Pour Dupuy, il s’était porté à lui-même le dernier coup. Sa négligence, chaque fois que la vigilance eût été de mise, l’ostentation de ses excès de zèle, quand il eût convenu de dissimuler les précautions nécessaires sous un peu de confiance républicaine, achevèrent de le ruiner. On tint pour démontré qu’il se divertissait, de deux jours l’un, à livrer Loubet aux outrages des nationalistes et des « gens du monde » et à le compromettre, aux yeux du populaire, en le défendant militairement contre ses amis[1]. Il était déjà condamné quand se produisirent, au cours de la soirée, quelques-unes de ces bagarres qui sont l’habituel corollaire des jours de fête ; des manifestants s’étaient échauffés, des agents firent preuve de brutalité.
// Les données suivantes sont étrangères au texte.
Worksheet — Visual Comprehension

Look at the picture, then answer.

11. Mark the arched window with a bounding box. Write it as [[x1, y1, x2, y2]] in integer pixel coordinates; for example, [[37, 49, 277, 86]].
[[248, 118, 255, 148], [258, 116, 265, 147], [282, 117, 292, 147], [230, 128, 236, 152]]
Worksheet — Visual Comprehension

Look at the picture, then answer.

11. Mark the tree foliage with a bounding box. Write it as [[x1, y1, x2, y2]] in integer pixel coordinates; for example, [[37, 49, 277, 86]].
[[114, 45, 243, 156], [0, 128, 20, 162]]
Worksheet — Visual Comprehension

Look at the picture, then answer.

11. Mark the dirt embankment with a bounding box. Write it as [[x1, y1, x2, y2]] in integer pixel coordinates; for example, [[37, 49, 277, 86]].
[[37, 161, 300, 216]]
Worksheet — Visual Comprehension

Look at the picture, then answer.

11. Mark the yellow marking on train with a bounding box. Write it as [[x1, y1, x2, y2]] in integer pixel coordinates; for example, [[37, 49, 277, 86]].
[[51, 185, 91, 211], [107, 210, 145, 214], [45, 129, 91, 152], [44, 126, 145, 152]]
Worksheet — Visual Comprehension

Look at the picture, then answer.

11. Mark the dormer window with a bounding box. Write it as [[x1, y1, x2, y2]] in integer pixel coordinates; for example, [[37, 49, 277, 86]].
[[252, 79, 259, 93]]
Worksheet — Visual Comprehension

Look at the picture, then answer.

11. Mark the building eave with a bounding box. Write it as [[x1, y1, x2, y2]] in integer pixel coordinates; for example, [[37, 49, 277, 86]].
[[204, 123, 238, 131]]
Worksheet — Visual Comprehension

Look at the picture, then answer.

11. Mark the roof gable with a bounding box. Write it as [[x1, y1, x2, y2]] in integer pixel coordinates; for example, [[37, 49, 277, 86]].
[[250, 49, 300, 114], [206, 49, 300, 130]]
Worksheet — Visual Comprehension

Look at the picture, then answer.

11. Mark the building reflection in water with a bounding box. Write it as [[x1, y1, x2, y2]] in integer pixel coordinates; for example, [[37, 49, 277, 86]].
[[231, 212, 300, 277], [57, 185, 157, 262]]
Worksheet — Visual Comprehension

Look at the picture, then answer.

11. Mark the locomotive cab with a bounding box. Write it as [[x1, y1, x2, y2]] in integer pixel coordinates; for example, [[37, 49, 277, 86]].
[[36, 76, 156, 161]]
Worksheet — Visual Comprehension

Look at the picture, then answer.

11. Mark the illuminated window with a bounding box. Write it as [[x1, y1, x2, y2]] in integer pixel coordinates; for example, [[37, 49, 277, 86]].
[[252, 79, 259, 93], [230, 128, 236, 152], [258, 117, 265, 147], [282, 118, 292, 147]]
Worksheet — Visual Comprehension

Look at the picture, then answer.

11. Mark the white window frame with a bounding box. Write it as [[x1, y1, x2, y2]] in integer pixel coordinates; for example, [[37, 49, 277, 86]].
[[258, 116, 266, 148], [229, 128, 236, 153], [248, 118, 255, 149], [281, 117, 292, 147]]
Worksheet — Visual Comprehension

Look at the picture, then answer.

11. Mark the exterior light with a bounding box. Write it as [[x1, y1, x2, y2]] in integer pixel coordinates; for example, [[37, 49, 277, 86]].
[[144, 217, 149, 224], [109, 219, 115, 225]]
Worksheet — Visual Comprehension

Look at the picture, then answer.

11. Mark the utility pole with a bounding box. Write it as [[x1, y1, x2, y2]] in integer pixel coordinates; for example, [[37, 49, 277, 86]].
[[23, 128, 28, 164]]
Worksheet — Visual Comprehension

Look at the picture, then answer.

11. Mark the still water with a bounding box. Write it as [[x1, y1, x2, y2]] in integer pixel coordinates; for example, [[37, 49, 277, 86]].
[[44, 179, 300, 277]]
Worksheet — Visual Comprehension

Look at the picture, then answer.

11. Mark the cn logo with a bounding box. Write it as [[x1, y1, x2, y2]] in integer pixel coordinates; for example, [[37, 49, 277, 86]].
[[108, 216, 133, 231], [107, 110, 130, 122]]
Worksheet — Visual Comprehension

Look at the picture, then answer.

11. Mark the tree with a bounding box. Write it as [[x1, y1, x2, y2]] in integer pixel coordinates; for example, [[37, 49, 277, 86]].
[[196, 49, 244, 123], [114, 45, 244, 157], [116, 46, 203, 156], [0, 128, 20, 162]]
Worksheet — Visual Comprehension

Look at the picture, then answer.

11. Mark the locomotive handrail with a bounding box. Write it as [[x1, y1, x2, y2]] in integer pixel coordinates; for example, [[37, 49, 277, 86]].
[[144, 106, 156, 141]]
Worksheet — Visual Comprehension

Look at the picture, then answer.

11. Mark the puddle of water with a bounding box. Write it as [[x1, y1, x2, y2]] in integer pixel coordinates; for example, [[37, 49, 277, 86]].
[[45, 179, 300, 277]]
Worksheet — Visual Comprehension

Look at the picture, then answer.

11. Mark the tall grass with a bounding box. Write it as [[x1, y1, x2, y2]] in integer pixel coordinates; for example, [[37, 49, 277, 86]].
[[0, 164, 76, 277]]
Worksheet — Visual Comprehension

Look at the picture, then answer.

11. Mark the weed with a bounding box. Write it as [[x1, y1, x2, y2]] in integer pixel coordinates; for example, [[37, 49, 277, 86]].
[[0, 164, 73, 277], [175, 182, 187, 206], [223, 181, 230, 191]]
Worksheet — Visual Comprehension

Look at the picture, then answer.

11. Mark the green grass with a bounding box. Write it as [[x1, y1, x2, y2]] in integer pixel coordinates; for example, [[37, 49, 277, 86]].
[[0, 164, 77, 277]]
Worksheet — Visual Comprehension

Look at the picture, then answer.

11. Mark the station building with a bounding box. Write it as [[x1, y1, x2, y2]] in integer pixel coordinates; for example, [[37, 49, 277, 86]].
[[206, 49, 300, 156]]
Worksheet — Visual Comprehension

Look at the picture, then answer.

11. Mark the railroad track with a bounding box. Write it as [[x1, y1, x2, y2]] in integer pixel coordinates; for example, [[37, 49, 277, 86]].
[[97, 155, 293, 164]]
Les socialistes, fort grisés par leur succès et qui s’étaient crus les maîtres du pavé, décidèrent aussitôt d’interpeller. On en chargea un ancien membre de la Commune, Vaillant, député de Charonne.

Ce fut fort laid, comme toutes les exécutions.

Dupuy ne descendit pas à désavouer sa police, revendiqua la responsabilité des dispositions qu’il avait

  1. Aurore du 13 juin 1899. — De même le Siècle, le Figaro, le Matin, la Petite République, etc.